Bounce Back after Impact

[Tonji]

I need help calculating the amount a rotating output shaft will bounce back after hitting a hard stop. The inertia of the rotating element is 4.85 E-04 oz-in-sec^2. This inertia is rotating at a speed of 2300 rad/sec. Between the load inertia and the hard stop is a torsion spring that has an overall spring constant of 7.3E6 oz-in/rad. The spring constant of the hard stop is 11.3E9 oz-in/rad and it appears to be structurally capable of withstanding the impact. Once the impact occurs, there is no damping or friction present in the system to limit the bounce back.

 

[zekeman]

I would say that you don't have enough info on the system as described to get a realistic answer. You need data on the energy loss at the point of impact which is precisely the question asked (paraphrased).
Your best bet is to do it empirically with test data.
It is insufficient to say that there is no loss of energy after impact. The problem is what is the loss during impact.

 

[IRstuff]

If there is no damping or friction, what prevents the inertia from simply spinning in the opposite direction after impact?

TTFN

 

[Tonji]

Thanks for the comments.

I made a mistake in my original question. We measured about 4 in-oz of friction in the system. In the past, we have analyzed impacts like this by setting the KE of the rotating element equal to the PE of the "hard stop" (usually made up of springs). This allows you to define a suitable spring constant for the "hard stop" so that all the energy can be absorbed over a specific amount of spring deflection. In most cases we use brakes to stop the rotating element just after the impact occurs. This limits the "bounce back". In this case, the rotating element is free to rebound.

 

[zekeman]

It will reverse but since the loss of energy during impact is not known you cannot determine the final rotational velocity.

 

[zekeman]

Even though I'm puzzled over your knowledge of the 4 in-oz of energy loss, if it is so, then the KE difference between preimpact and postimpact energy is then 4 in oz.That equation should yield your answer.

 

[IRstuff]

Since you stipulated no other dissipation devices other than friction, the kinetic energy of the post impact rotating element will only be degraded by the amount of frictional work consumed during the impact.

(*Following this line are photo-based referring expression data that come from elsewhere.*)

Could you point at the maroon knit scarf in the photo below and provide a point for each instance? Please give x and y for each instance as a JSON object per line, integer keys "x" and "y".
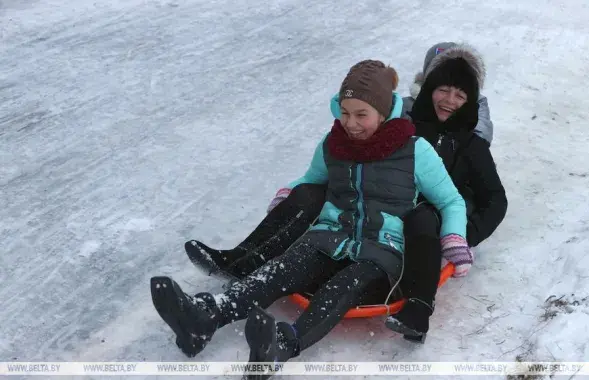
{"x": 389, "y": 137}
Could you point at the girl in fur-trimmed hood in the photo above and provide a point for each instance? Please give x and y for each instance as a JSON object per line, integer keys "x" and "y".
{"x": 445, "y": 113}
{"x": 484, "y": 127}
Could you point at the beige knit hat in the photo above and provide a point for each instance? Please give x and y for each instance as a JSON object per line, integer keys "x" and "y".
{"x": 372, "y": 82}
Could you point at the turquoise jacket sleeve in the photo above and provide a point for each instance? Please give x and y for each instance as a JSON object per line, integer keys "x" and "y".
{"x": 434, "y": 182}
{"x": 317, "y": 171}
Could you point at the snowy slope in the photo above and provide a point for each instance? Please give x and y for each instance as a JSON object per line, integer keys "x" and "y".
{"x": 127, "y": 128}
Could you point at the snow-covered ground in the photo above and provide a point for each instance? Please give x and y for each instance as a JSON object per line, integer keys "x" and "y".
{"x": 129, "y": 127}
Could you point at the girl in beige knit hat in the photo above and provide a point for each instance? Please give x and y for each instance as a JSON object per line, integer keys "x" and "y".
{"x": 374, "y": 168}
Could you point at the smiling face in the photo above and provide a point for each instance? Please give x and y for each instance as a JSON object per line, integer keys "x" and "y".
{"x": 447, "y": 100}
{"x": 359, "y": 119}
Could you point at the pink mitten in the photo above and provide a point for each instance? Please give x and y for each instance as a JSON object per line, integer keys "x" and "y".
{"x": 281, "y": 195}
{"x": 456, "y": 250}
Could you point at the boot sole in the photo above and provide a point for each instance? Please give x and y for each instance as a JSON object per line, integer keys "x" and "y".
{"x": 260, "y": 334}
{"x": 199, "y": 260}
{"x": 173, "y": 307}
{"x": 408, "y": 334}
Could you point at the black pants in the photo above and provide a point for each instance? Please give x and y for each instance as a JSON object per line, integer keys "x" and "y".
{"x": 291, "y": 218}
{"x": 339, "y": 284}
{"x": 423, "y": 253}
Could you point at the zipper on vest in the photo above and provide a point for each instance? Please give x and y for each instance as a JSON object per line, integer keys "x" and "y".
{"x": 359, "y": 203}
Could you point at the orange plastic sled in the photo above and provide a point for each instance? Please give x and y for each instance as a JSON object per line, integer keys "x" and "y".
{"x": 375, "y": 310}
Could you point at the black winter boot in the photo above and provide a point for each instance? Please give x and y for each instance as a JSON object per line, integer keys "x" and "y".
{"x": 412, "y": 320}
{"x": 194, "y": 320}
{"x": 278, "y": 230}
{"x": 214, "y": 260}
{"x": 269, "y": 342}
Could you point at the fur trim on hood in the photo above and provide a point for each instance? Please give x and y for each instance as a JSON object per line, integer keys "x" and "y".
{"x": 464, "y": 51}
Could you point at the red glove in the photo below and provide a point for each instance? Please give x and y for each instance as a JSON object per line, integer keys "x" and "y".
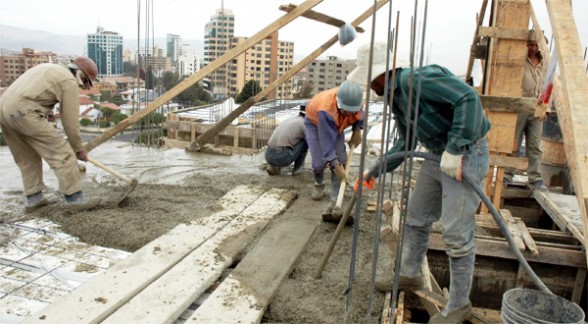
{"x": 367, "y": 182}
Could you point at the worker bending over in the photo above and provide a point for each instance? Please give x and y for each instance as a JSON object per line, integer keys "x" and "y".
{"x": 328, "y": 114}
{"x": 23, "y": 120}
{"x": 452, "y": 125}
{"x": 287, "y": 145}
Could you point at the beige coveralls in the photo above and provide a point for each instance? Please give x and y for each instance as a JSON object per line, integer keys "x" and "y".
{"x": 23, "y": 119}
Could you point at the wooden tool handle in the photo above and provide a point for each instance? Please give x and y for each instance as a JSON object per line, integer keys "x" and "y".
{"x": 109, "y": 170}
{"x": 344, "y": 184}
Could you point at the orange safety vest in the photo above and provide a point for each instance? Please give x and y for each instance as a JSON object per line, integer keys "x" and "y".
{"x": 327, "y": 101}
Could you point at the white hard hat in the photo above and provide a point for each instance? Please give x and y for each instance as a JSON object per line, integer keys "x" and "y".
{"x": 349, "y": 96}
{"x": 360, "y": 73}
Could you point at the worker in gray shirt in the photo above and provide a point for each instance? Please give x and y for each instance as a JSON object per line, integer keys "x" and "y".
{"x": 287, "y": 145}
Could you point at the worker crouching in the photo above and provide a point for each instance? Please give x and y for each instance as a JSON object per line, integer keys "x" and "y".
{"x": 24, "y": 107}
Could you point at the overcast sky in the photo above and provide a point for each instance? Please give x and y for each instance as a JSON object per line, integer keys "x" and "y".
{"x": 449, "y": 27}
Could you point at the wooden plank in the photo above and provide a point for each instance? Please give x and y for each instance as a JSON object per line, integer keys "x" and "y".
{"x": 501, "y": 137}
{"x": 243, "y": 296}
{"x": 508, "y": 104}
{"x": 527, "y": 239}
{"x": 579, "y": 286}
{"x": 572, "y": 113}
{"x": 389, "y": 235}
{"x": 386, "y": 309}
{"x": 174, "y": 291}
{"x": 317, "y": 16}
{"x": 513, "y": 228}
{"x": 103, "y": 294}
{"x": 563, "y": 210}
{"x": 504, "y": 33}
{"x": 197, "y": 76}
{"x": 208, "y": 135}
{"x": 499, "y": 248}
{"x": 400, "y": 308}
{"x": 519, "y": 163}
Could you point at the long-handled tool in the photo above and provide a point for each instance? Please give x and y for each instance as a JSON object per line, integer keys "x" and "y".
{"x": 131, "y": 181}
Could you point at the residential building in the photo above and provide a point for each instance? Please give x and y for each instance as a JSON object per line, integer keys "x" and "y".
{"x": 264, "y": 62}
{"x": 188, "y": 61}
{"x": 14, "y": 64}
{"x": 174, "y": 47}
{"x": 152, "y": 59}
{"x": 218, "y": 34}
{"x": 106, "y": 49}
{"x": 329, "y": 73}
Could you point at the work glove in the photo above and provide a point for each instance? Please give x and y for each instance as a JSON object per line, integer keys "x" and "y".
{"x": 355, "y": 139}
{"x": 82, "y": 155}
{"x": 346, "y": 34}
{"x": 541, "y": 110}
{"x": 340, "y": 173}
{"x": 368, "y": 182}
{"x": 451, "y": 165}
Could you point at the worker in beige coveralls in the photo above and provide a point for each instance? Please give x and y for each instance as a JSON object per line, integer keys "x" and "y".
{"x": 23, "y": 119}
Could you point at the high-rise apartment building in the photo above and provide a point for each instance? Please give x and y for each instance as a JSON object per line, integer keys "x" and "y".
{"x": 106, "y": 49}
{"x": 174, "y": 47}
{"x": 329, "y": 73}
{"x": 264, "y": 62}
{"x": 218, "y": 35}
{"x": 188, "y": 61}
{"x": 14, "y": 64}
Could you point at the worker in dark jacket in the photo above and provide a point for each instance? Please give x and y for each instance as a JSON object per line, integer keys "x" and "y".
{"x": 24, "y": 107}
{"x": 451, "y": 124}
{"x": 287, "y": 145}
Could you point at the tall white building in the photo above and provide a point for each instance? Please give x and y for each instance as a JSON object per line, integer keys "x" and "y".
{"x": 218, "y": 34}
{"x": 106, "y": 49}
{"x": 174, "y": 47}
{"x": 188, "y": 62}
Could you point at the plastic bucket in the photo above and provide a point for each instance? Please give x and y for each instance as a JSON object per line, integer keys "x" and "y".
{"x": 520, "y": 306}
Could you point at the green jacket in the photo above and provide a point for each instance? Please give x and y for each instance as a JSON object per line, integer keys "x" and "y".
{"x": 450, "y": 114}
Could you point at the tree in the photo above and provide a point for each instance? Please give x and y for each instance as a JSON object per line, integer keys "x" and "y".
{"x": 117, "y": 117}
{"x": 250, "y": 89}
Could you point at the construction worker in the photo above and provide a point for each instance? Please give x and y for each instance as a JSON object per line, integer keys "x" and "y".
{"x": 529, "y": 125}
{"x": 287, "y": 145}
{"x": 24, "y": 107}
{"x": 452, "y": 125}
{"x": 328, "y": 114}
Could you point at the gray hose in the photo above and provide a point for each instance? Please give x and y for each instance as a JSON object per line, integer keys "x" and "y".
{"x": 472, "y": 183}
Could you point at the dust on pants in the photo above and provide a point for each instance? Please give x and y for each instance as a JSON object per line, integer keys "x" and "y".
{"x": 31, "y": 138}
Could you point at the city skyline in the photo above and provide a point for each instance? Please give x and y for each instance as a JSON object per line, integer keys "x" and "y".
{"x": 450, "y": 24}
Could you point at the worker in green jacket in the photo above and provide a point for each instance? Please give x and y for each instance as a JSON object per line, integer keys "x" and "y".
{"x": 450, "y": 123}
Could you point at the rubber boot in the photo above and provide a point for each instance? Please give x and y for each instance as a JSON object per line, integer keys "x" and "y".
{"x": 273, "y": 170}
{"x": 35, "y": 201}
{"x": 458, "y": 306}
{"x": 77, "y": 201}
{"x": 318, "y": 191}
{"x": 335, "y": 186}
{"x": 414, "y": 249}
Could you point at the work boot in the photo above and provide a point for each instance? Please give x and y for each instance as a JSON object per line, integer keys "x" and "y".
{"x": 77, "y": 202}
{"x": 461, "y": 271}
{"x": 273, "y": 170}
{"x": 318, "y": 191}
{"x": 35, "y": 201}
{"x": 538, "y": 185}
{"x": 414, "y": 249}
{"x": 404, "y": 283}
{"x": 456, "y": 316}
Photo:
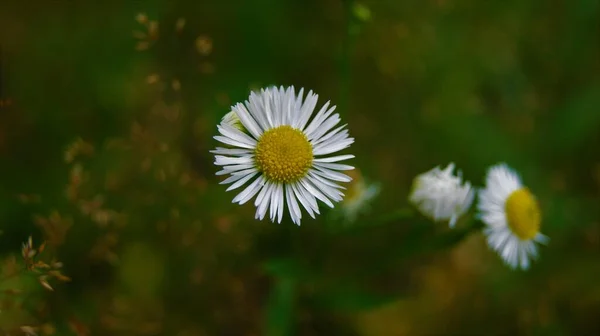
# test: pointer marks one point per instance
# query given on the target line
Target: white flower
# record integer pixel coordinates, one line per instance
(232, 119)
(440, 195)
(358, 196)
(512, 217)
(283, 153)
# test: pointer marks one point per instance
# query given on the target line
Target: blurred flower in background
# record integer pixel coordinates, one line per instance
(512, 216)
(281, 147)
(359, 194)
(441, 195)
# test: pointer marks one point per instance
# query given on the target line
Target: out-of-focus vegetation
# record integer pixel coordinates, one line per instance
(107, 115)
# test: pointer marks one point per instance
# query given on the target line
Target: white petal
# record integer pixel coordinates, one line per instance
(241, 182)
(334, 158)
(295, 212)
(231, 151)
(232, 142)
(247, 120)
(235, 134)
(332, 175)
(226, 161)
(333, 166)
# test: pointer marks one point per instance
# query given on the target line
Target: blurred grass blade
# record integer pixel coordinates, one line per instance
(350, 299)
(280, 307)
(578, 120)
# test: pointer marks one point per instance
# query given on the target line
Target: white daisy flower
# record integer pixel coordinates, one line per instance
(283, 153)
(358, 196)
(512, 217)
(442, 196)
(232, 119)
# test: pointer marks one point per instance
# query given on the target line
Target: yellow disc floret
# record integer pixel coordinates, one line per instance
(523, 214)
(283, 154)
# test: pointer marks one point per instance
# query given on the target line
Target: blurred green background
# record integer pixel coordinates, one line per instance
(151, 241)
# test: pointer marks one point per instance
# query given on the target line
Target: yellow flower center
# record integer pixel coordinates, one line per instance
(523, 214)
(283, 154)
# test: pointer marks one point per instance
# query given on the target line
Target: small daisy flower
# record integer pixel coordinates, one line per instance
(232, 119)
(442, 196)
(283, 153)
(512, 217)
(358, 196)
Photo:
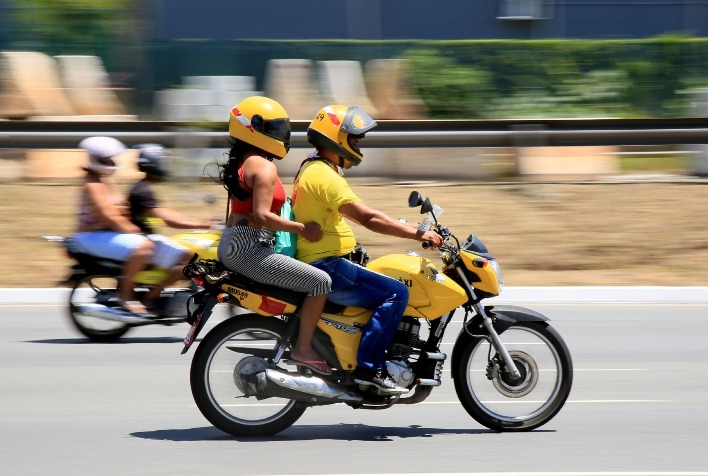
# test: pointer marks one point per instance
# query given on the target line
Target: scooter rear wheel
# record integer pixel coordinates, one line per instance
(218, 372)
(95, 290)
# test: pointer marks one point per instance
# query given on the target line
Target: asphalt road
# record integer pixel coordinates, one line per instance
(639, 405)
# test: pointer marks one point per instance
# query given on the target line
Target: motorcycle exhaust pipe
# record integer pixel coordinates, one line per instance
(273, 383)
(111, 313)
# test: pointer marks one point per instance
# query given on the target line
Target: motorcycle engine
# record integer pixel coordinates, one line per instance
(406, 338)
(400, 372)
(177, 303)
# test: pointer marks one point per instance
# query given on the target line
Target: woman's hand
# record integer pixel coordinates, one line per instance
(312, 231)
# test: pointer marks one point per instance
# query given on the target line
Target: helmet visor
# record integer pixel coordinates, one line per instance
(278, 129)
(357, 122)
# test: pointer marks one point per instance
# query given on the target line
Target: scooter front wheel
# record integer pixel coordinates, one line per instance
(231, 351)
(91, 291)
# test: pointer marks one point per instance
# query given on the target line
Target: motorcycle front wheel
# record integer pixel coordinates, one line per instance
(92, 290)
(218, 387)
(502, 403)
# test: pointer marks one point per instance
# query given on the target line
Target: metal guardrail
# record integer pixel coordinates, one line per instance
(417, 133)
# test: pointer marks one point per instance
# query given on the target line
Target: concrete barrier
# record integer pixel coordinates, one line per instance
(342, 82)
(30, 85)
(390, 90)
(293, 84)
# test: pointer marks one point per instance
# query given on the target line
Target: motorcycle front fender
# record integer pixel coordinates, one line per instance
(503, 316)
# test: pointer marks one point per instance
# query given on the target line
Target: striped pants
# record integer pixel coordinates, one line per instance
(249, 251)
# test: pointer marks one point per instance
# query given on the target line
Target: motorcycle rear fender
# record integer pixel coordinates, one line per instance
(504, 317)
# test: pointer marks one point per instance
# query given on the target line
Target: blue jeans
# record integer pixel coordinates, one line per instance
(354, 285)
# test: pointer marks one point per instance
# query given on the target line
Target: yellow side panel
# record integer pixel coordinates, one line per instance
(345, 331)
(431, 293)
(488, 277)
(204, 243)
(259, 303)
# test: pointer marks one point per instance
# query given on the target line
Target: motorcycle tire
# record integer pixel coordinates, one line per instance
(95, 290)
(216, 378)
(503, 404)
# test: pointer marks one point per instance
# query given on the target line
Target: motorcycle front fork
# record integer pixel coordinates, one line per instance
(496, 341)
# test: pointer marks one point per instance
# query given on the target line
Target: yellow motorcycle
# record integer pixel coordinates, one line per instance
(94, 308)
(512, 371)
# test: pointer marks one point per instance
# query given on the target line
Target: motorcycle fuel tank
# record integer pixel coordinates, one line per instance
(431, 293)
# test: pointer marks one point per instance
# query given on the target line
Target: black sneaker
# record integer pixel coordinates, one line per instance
(379, 379)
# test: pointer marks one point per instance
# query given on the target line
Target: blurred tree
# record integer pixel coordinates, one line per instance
(69, 22)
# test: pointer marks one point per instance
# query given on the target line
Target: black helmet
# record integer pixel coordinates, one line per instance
(153, 160)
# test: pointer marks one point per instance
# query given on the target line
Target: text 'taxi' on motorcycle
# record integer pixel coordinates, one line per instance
(94, 308)
(512, 371)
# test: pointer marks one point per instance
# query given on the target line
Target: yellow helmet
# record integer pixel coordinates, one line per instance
(263, 123)
(331, 127)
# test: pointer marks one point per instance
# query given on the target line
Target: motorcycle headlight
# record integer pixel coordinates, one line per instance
(500, 275)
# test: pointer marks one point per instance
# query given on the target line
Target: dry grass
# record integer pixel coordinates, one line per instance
(543, 234)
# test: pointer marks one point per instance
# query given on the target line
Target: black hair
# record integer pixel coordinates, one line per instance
(228, 172)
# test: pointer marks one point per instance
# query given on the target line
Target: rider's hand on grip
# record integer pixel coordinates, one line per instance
(431, 240)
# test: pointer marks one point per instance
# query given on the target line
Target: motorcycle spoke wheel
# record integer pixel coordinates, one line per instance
(502, 403)
(218, 384)
(95, 290)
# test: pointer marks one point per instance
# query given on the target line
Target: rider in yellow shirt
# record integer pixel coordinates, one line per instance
(322, 195)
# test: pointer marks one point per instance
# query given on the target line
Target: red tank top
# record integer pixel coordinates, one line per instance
(246, 206)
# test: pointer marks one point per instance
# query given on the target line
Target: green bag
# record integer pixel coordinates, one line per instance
(286, 241)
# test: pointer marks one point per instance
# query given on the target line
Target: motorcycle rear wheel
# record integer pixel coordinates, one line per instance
(217, 390)
(496, 401)
(95, 290)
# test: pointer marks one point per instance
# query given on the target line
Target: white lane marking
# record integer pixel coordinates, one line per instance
(539, 473)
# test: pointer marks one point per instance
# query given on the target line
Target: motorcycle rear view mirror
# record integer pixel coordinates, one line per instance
(415, 199)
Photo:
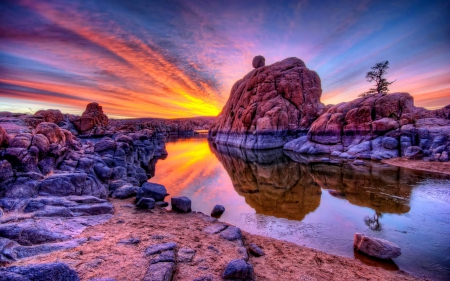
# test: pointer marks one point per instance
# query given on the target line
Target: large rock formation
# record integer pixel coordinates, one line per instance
(92, 118)
(377, 127)
(53, 184)
(270, 106)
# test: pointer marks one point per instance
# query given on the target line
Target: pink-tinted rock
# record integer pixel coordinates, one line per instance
(269, 106)
(357, 127)
(92, 117)
(51, 115)
(4, 140)
(258, 61)
(376, 247)
(52, 132)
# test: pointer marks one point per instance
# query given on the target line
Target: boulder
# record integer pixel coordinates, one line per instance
(366, 127)
(146, 203)
(92, 117)
(50, 115)
(413, 152)
(255, 250)
(376, 247)
(258, 61)
(217, 210)
(181, 204)
(162, 271)
(238, 270)
(270, 106)
(52, 132)
(152, 190)
(4, 140)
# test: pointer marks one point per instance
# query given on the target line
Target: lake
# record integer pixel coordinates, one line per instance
(317, 205)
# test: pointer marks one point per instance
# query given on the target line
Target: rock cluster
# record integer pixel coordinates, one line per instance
(92, 119)
(46, 172)
(270, 106)
(279, 106)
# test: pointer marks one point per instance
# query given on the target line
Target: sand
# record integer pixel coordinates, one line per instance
(102, 256)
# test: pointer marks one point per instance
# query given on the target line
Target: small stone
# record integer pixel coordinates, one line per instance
(185, 254)
(130, 241)
(376, 247)
(238, 269)
(158, 248)
(161, 204)
(146, 203)
(181, 204)
(215, 228)
(166, 256)
(231, 233)
(162, 271)
(217, 211)
(255, 250)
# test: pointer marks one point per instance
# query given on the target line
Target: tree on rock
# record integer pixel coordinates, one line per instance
(377, 74)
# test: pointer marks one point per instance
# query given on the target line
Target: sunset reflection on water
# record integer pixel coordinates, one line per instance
(315, 204)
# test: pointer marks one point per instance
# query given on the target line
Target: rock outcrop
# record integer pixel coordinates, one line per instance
(92, 118)
(53, 184)
(270, 106)
(375, 127)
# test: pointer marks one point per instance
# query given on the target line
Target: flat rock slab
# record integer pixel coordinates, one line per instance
(162, 271)
(39, 272)
(376, 247)
(166, 256)
(231, 233)
(215, 228)
(158, 248)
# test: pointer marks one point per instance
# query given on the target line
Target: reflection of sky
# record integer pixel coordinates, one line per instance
(422, 231)
(180, 58)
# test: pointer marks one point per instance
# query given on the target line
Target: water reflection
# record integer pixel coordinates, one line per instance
(302, 200)
(275, 185)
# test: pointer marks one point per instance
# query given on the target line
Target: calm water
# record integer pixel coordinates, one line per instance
(317, 205)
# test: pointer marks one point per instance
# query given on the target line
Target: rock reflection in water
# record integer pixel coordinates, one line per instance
(273, 184)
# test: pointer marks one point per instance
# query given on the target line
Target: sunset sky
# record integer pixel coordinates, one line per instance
(180, 58)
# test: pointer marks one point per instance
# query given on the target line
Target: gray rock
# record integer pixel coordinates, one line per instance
(217, 210)
(162, 271)
(238, 270)
(152, 190)
(146, 203)
(185, 254)
(130, 241)
(242, 251)
(124, 192)
(205, 278)
(158, 248)
(376, 247)
(39, 272)
(181, 204)
(255, 250)
(166, 256)
(413, 152)
(231, 233)
(215, 228)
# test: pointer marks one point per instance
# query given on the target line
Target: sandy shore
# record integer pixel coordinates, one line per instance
(435, 167)
(102, 256)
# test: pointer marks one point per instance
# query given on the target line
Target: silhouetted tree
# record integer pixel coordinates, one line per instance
(376, 74)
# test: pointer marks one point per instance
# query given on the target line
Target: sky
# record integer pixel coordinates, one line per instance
(180, 58)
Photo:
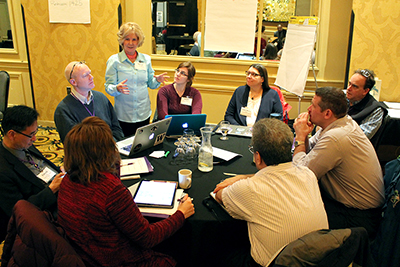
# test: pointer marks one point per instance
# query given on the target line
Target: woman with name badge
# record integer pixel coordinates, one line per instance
(128, 75)
(97, 211)
(253, 101)
(179, 97)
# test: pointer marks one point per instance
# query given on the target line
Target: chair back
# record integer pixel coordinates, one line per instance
(4, 88)
(377, 138)
(327, 248)
(34, 239)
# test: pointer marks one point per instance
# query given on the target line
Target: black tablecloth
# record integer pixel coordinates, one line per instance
(209, 236)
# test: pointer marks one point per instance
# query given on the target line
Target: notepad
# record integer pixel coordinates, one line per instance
(158, 212)
(155, 194)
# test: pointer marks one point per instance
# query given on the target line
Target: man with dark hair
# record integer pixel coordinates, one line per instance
(363, 107)
(24, 172)
(280, 203)
(344, 161)
(83, 102)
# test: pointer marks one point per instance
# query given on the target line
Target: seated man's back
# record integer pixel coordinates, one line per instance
(281, 202)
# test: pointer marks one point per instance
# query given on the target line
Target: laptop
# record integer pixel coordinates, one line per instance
(145, 137)
(181, 122)
(245, 56)
(239, 130)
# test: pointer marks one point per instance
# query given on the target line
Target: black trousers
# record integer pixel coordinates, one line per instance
(340, 216)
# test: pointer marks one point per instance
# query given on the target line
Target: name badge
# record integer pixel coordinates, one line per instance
(245, 111)
(140, 65)
(47, 174)
(186, 101)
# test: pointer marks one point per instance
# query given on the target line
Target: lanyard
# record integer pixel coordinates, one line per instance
(30, 160)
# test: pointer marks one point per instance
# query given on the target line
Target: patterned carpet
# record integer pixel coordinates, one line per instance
(48, 142)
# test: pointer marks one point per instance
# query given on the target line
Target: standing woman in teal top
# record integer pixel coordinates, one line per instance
(128, 75)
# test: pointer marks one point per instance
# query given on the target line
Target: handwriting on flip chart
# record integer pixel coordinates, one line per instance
(69, 11)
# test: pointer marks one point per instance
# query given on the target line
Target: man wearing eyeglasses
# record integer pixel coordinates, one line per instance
(24, 172)
(83, 102)
(344, 161)
(363, 107)
(280, 203)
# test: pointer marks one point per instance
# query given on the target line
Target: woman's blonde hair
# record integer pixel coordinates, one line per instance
(128, 28)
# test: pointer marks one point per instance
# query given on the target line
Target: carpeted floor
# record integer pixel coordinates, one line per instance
(48, 142)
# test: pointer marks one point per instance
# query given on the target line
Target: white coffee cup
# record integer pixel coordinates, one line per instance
(185, 178)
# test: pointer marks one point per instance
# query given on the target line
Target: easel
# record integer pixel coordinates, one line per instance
(312, 62)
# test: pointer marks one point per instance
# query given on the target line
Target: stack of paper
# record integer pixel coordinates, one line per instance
(158, 212)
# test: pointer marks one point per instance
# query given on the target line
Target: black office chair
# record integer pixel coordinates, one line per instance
(327, 248)
(4, 88)
(377, 138)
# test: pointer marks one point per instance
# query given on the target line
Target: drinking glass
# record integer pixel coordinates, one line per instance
(224, 127)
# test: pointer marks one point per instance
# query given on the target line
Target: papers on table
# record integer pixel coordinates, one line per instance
(130, 168)
(158, 212)
(224, 154)
(393, 109)
(394, 105)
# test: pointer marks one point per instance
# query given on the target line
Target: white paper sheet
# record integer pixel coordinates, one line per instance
(224, 154)
(69, 11)
(295, 63)
(230, 25)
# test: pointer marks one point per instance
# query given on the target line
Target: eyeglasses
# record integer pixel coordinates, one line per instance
(252, 74)
(365, 73)
(29, 136)
(72, 70)
(181, 72)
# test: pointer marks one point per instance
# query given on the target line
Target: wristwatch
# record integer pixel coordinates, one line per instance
(298, 143)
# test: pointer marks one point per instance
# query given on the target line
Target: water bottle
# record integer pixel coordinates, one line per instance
(205, 152)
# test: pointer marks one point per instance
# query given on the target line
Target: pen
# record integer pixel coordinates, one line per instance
(230, 174)
(181, 200)
(126, 164)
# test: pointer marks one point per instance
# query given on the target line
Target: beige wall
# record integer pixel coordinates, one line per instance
(376, 43)
(53, 45)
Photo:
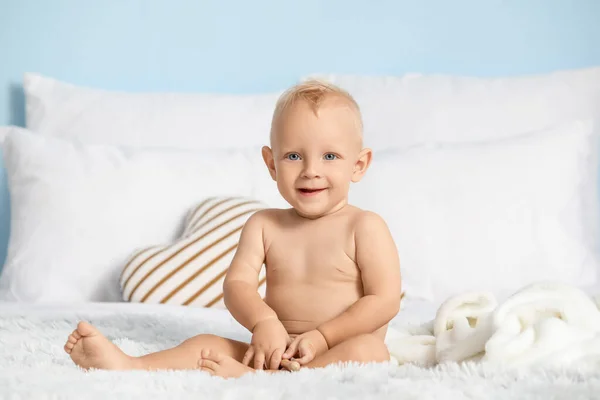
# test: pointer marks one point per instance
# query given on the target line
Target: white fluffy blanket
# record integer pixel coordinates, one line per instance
(34, 365)
(546, 324)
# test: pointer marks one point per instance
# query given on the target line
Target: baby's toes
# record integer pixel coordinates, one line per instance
(208, 354)
(69, 347)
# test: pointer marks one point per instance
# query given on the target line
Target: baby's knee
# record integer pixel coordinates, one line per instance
(201, 341)
(369, 348)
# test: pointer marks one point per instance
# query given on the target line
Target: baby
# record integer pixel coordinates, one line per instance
(333, 273)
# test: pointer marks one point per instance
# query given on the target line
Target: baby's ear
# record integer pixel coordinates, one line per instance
(362, 164)
(269, 161)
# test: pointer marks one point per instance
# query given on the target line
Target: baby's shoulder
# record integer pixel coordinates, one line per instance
(367, 221)
(267, 216)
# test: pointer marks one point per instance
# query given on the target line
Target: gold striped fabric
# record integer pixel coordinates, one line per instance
(191, 270)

That means that the 2*compression*friction is the only significant energy loss mechanism

TTFN

 

[Cockroach]

Textbook, Mechanics of Machines, Beers & Johnson, look under dynamic applications for "impact", "coefficient of restitution" that sort of thing.

This is an extremely documented problem in first year mechanics textbooks.

Kenneth J Hueston, PEng
Principal
Sturni-Hueston Engineering Inc
Edmonton, Alberta Canada

 

[GregLocock]

zekeamn, I think he's talking about a torsional friction, not an energy loss.

Anyway, the easiest thing to do is to set up a numerical solution in Excel.



Cheers

Greg Locock